Craig Brougher wrote in Digest 961219:
> The old-fashioned way of putting words on rolls [by stencil] seems to
> be, so far, the only way that anybody can do it. ... as a result, all
> the great old popular music of the teens, twenties, and thirties is
> still lost -- that is, if the words are lost.
Craig, I hear you. Fortunately, the lyrics to many songs are _not_
lost forever, thanks to continuing efforts to preserve 78-rpm recordings.
However, your point still stands: a roll without the words is incomplete.

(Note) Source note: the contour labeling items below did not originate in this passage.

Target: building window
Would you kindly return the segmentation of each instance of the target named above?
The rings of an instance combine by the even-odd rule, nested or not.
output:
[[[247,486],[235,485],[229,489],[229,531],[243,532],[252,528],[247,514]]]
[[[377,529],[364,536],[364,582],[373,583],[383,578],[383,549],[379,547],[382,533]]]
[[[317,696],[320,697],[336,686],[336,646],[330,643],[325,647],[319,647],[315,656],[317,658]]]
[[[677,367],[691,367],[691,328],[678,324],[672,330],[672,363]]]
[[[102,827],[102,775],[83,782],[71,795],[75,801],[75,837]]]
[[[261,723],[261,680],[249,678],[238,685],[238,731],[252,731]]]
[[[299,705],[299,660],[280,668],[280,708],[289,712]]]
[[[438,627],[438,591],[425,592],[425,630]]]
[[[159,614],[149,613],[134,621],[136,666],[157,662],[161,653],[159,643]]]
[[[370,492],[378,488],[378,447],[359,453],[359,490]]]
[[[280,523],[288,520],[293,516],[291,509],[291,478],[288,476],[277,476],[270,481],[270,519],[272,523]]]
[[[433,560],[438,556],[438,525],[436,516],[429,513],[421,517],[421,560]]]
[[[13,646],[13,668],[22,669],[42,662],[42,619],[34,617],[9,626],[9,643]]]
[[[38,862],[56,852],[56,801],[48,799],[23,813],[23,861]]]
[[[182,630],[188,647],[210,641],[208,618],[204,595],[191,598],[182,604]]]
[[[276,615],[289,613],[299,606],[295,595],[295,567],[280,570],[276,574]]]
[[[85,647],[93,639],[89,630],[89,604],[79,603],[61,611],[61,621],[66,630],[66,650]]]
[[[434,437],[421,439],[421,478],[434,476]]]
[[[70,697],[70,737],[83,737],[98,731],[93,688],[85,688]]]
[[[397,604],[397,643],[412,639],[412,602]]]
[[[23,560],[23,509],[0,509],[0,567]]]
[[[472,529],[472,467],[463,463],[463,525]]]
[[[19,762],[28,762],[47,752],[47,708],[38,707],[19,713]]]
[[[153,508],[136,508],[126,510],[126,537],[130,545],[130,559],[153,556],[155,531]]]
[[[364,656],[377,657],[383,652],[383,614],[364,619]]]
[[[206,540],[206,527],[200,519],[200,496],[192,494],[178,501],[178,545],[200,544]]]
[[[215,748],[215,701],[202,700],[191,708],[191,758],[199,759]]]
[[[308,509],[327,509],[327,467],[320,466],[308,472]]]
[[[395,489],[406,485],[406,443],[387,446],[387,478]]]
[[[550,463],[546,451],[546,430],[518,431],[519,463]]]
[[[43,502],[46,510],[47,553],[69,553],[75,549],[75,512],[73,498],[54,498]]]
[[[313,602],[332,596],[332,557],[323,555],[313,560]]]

(Similarly, phono recordings of automatic musical instruments
playing word rolls without a vocalist are also missing something
important. Thus, my otherwise enjoyable Biograph LP's of famous old
rolls are lacking in this regard.)
A few years ago I got a rubber-stamp set as a gift, which to me was a
solution in search of a problem. I thought of making a king-sized daisy-
wheel printer using the stamps, but I had nothing to _use_ it for, hence,
no progress. Now I realize that it could be possible to print words on
piano rolls, with the addition of a roll feed mechanism and a means of
synchronizing the roll with the printing operation (a shaft encoder on
the take-up spool, presumably).
However, this talk of waxed paper rolls is troubling. Yes, it is true,
I've never seen such a thing. I guess that means I'm rather out of touch.
Oh well, so it goes. Still, it sounds like a project worth working on,
when working on the Karn reaches a lull.